Are you stuck in an artistic routine or struggling to become comfortable photographing people in the street? Try this simple project that'll get you out there, shooting and gaining confidence!
What started out as a few simple images on a ferry while passing the time turned out to become a really interesting project for me. The simplicity of it allows a lot of room for your own artistic interpretation, while also giving you room for improvement for every time that you shoot outside. The project is based on documenting people enjoying a moment of peace by themselves in the city, while letting the rest of the world go by.
Why Shoot It?
If you go out in the streets with an idea in mind, however small or big, it gives you something to focus on. If you go out in the streets and want to come home with breathtaking images, you'll struggle to find them. Most likely, you'll end up focusing on things that most people notice in the streets, such as local landmarks, popular tourist spots, famous buildings, and so forth. But, in order to leave a mark of your own in this world, you have to look beyond that and get more creative.
This kind of project will also give you more confidence to photograph people in public, while keeping a distance that is comfortable for you. You don't have to point your camera at a stranger's face with only a few feet between the two of you, nor do you need to engage with them in any way. Your job is to observe, not to intrude, and to create strong compositions that will carry the image more so than the drama factor of someone's expression as you catch them by surprise.
How to Shoot It?
Depending on how comfortable you feel, you will choose a suitable lens accordingly. I personally like quite wide shots and as such, focus more on the overall composition and background of the place, while keeping the focus on the stranger who is sitting on a bench, enjoying five minutes of alone time, or perhaps they're waiting for someone while leaning against a building, or maybe they're having a cup of coffee and watching the world go by.

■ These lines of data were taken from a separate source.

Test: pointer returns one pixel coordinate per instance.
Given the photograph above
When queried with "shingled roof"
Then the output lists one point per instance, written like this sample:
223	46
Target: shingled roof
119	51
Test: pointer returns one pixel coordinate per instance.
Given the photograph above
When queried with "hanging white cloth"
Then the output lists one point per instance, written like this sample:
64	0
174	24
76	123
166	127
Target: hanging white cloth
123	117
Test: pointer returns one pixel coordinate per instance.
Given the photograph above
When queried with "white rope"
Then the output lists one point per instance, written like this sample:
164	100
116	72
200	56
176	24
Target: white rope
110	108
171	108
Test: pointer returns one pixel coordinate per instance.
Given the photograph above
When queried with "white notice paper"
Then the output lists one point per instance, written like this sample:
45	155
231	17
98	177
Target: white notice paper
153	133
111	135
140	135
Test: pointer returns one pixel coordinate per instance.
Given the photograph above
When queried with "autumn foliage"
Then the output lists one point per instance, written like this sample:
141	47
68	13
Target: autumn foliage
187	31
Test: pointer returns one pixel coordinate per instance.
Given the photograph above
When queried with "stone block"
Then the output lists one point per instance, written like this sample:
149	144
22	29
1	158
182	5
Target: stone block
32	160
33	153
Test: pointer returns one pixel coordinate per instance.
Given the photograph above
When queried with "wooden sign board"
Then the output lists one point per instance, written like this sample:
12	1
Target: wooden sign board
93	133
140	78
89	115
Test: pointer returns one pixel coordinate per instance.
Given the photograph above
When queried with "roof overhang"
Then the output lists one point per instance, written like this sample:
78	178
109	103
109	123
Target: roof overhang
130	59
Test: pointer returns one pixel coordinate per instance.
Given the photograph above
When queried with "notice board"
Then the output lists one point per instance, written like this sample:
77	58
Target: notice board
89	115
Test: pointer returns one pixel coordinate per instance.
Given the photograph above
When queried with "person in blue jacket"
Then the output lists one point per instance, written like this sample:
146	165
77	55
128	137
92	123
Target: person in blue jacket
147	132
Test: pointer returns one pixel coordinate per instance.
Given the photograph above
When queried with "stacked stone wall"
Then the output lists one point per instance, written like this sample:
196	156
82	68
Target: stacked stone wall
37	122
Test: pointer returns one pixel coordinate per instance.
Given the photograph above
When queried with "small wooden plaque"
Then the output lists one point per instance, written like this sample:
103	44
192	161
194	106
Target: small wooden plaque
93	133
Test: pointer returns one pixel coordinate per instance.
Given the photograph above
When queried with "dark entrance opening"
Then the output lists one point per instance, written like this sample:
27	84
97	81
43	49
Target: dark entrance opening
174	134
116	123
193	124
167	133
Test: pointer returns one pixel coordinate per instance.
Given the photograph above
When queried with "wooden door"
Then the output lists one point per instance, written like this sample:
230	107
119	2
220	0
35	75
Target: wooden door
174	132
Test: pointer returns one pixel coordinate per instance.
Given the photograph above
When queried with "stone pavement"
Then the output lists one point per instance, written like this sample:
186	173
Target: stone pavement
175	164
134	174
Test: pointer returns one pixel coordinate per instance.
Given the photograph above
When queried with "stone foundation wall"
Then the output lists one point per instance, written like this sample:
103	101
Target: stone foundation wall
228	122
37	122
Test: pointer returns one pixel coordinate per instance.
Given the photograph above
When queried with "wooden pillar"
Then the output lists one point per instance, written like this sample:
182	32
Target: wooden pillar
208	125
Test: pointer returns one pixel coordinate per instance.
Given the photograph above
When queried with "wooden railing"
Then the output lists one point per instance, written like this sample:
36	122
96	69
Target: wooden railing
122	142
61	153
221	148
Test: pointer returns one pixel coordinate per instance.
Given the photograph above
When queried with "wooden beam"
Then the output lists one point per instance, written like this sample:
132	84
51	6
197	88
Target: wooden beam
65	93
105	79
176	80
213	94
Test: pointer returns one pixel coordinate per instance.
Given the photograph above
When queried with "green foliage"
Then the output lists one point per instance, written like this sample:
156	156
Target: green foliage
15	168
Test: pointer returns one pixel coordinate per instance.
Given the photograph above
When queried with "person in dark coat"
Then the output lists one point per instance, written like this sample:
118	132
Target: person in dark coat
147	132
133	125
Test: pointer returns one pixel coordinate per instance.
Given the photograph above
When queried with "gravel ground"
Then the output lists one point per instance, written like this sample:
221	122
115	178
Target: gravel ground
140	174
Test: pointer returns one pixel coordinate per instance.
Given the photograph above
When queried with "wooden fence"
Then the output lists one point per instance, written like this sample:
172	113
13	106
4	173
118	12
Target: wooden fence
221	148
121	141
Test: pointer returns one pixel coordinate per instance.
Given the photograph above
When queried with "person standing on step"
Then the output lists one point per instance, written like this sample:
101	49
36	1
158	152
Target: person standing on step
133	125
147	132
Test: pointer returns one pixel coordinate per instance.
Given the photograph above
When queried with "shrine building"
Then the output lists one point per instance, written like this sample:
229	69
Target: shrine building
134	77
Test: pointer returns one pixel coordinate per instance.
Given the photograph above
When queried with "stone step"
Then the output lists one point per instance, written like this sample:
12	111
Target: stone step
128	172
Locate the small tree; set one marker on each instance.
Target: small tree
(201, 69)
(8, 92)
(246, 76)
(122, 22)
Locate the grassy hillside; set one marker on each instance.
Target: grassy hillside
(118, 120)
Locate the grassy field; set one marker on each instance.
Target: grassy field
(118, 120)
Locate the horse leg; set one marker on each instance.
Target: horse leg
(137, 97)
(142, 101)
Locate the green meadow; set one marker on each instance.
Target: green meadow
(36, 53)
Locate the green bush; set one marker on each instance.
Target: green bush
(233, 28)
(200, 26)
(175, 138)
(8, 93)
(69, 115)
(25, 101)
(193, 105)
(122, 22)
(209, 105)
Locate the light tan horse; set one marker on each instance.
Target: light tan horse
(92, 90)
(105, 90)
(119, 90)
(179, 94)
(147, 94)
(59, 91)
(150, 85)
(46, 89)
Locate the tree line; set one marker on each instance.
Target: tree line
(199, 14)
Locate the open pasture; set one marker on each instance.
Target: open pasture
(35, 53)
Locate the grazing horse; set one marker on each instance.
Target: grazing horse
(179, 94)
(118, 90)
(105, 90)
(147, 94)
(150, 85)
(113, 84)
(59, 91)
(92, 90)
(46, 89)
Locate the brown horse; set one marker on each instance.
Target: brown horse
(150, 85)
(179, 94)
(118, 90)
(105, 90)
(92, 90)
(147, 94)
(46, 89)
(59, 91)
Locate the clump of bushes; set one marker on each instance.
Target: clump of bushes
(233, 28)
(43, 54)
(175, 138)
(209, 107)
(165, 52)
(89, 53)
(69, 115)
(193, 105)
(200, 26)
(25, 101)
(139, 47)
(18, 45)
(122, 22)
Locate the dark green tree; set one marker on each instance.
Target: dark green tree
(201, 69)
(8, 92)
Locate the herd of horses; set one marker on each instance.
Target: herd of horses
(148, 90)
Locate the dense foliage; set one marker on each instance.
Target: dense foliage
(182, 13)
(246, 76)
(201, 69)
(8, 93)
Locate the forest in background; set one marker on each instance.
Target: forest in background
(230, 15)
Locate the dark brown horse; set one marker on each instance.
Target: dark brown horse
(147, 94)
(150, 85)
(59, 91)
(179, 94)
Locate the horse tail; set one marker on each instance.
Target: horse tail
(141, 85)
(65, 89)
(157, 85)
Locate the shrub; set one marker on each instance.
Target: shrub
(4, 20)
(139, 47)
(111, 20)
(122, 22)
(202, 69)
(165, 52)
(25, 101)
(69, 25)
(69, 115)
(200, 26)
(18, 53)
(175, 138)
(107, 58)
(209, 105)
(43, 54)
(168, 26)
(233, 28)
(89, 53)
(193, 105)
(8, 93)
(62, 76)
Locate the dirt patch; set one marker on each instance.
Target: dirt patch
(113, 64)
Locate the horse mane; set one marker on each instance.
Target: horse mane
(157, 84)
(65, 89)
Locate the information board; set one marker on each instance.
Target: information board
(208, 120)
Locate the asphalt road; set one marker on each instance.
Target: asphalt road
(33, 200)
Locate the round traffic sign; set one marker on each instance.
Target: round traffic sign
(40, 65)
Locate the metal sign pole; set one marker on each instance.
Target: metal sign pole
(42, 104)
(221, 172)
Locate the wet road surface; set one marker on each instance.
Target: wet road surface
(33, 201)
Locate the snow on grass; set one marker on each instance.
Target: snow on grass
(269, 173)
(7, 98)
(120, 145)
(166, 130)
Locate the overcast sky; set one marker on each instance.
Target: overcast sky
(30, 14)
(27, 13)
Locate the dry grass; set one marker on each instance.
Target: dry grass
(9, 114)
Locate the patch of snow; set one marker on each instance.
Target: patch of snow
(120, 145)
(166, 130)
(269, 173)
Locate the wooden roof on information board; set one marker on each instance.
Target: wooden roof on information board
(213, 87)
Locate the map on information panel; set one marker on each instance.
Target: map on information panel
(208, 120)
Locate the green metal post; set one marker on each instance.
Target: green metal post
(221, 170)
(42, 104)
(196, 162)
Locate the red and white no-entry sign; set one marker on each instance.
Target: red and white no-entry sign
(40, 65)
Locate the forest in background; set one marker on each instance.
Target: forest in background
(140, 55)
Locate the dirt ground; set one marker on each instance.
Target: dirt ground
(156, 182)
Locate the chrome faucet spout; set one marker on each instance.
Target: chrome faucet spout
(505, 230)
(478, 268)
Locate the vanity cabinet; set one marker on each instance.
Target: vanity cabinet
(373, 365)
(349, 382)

I always make sure that the person doesn't take up more than one third of the frame, because this isn't a portrait project; it's a street one, where composition is more important than capturing one's facial features up close. The beauty of this kind of project is that it gives you something to look for, instead of mindlessly walking around and waiting for something to "jump out" at you, but it also gives you immense freedom to compose it your way. This is a great way to hone your own personal style while doing something that's quite targeted.
Isolating your subject from the rest of the world can involve photographing them all alone in the whole of the frame, or it may mean shooting with a slightly slower shutter speed and letting the rest of passers-by become a blurred background, with the immediate focus being your chosen subject who is standing or sitting still.
In regards to timescale, you can either set yourself a goal of creating a certain number of images over a period of three, six, or more months, or you can leave it as an open project that follows you wherever you go and travel, but make sure you consider the end goal of what you're trying to achieve.
How to Edit It?
Of course, we all have our subjective opinions on how the image should be edited, but when you download your images and start picking out your favorites, make sure that you spend a moment to consider why color is or isn't an integral part of your composed photo. If the color helps you tell the story better than monochrome would, for example, if the image is shot in a location where strong colors are an important part of your composition, edit it in color. If you're looking to emphasize certain light, lines, shapes, or silhouettes, consider editing your image in black and white to bring out those features. It mostly comes down to your personal preference at the end of the day, but simply have a think when you edit about what you're trying to say with the image and how it may come across differently in color or monochrome.
How to Finish It?
There's nothing worse than creating beautiful images that you're proud of and leaving them to gather virtual dust in a folder on your desktop or external hard drive, never to be seen and appreciated. My favorite way of putting together a project is to create an iBook or an eBook; you can also create a simple PDF as there are plenty of free tools available for you to use and download. You can even create a print book, which will decorate your coffee table instead of having only strangers' photographic books in your library.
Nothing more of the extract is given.